Several parameters of screening instruments are important in assessing their efficacy and utility:
- Sensitivity is the proportion of individuals with a disorder who have a positive screen result,
- Specificity is the proportion of individuals with a disorder who have a negative screen result,
- Positive predictive value (PPV) is the proportion of individuals with a positive screen result who have the disorder.
Sensitivity is required to be high in order that the screen misses few cases of the disorder (avoiding falsely reassuring parents and professionals). Specificity is required to be high in order that few cases without the disorder are screen positive (avoiding falsely alarming parents and costly referral for in-depth assessment). When the sensitivity and specificity of a screen remain constant, the PPV is lower the rarer a disorder is within the population (Clark & Harrington, 1999). Hence, PPV will be lower in population than in referred samples. Glascoe (1996) has estimated that acceptable sensitivity and specificity for developmental screening tests are 70%–80%, reflecting the nature and complexity of measuring the continuous process of child development (American Academy of Pediatrics, 2001; National Institute of Clinical Excellence, 2011).
Surveillance involves a parent-professional partnership that combines the observations of parents with the knowledge of the professional and the deployment of specific tests. There is evidence that the use of screening instruments in combination with asking parents about their concerns improves the efficiency of an instrument (Glascoe, 1999). In this context, the use of specific screens where there is some concern on the part of the parent or professional can be a useful adjunct to clinical judgement.
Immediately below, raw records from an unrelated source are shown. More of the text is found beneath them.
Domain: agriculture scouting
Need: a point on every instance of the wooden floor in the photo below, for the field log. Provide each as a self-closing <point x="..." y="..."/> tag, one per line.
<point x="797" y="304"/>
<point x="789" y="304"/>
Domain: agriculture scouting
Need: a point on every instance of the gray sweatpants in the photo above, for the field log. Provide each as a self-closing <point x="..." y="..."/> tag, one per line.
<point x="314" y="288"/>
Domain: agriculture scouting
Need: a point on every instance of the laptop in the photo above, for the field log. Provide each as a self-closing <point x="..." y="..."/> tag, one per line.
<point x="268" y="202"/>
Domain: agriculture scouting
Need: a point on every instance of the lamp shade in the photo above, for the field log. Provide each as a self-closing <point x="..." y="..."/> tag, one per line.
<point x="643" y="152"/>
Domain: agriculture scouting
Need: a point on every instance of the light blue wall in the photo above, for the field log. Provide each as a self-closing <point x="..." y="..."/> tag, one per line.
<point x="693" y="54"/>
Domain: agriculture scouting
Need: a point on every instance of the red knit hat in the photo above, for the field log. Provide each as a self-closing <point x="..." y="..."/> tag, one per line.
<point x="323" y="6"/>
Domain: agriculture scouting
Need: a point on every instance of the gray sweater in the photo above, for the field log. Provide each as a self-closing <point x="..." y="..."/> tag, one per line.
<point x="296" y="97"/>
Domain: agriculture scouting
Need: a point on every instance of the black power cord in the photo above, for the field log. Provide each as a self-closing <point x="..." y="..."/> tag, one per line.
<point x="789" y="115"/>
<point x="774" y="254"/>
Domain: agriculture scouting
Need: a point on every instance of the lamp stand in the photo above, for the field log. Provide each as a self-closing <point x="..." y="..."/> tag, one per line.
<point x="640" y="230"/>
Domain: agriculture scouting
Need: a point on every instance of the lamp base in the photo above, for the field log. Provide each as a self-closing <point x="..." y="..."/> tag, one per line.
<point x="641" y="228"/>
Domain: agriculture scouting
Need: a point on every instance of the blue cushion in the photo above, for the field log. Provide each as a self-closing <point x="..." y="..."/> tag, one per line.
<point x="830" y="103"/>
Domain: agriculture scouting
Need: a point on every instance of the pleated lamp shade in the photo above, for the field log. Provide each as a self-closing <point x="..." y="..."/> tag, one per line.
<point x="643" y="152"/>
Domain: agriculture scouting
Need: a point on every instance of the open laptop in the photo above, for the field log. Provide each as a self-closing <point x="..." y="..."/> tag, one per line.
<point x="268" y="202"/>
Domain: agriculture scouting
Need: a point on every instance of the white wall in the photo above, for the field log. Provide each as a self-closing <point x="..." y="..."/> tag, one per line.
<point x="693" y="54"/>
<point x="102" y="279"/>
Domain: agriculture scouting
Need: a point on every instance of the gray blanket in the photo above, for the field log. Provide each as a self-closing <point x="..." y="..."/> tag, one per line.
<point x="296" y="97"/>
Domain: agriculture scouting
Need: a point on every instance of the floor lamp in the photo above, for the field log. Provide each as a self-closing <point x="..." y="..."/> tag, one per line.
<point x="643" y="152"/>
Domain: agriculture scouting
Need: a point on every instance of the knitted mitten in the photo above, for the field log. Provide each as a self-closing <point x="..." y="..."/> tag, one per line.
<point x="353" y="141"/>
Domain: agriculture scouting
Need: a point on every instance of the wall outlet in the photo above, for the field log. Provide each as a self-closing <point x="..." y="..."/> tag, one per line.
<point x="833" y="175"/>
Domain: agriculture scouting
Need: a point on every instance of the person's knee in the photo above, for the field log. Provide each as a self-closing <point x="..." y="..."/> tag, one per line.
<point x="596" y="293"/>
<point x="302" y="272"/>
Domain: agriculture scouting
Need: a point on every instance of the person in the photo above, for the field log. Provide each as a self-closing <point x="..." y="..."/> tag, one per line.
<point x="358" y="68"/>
Population prospective screening studies
Less than a handful of population screening studies have been conducted and even fewer have undertaken the long-term follow-up required to fully ascertain vsensitivity – i.e., identifying cases missed by systematically revisiting the sample at a later agepoint. Baron-Cohen and colleagues developed the Checklist for Autism in Toddlers (CHAT) that assesses simple joint attention and pretend play behaviours by parental report and health practitioner observation through direct testing. In a sample of 41 18-month-old younger siblings of children diagnosed with autism the four children in the at-risk group who were subsequently diagnosed with autism were identified by the CHAT (Baron-Cohen, Allen & Gillberg, 1992). Baird et al. (2000) went on to test the effectiveness of the CHAT in a population of 16,235 18-month-olds as part of routine health surveillance. Children who failed all five joint attention and pretend play key items were the ‘high risk for autism’ group; children who failed both items measuring protodeclarative pointing (pointing for interest) were the ‘medium risk for autism’ group. To minimise false positives, a two-stage screening procedure was adopted. Children who were initially screen positive (at the high or medium risk threshold) received a second administration of the screen 1 month later, via a telephone follow-up. Used in this two-stage way, the PPV for all ASDs of the high and medium risk thresholds combined was good (59%). However, sensitivity was poor (21%), indicating that four fifths of children subsequently identified as having ASD in the study population were missed by the screen. If a one-stage screening procedure only had been adopted, the sensitivity increased to 35%, although in clinical use this would have entailed the assessment of more screen false positives.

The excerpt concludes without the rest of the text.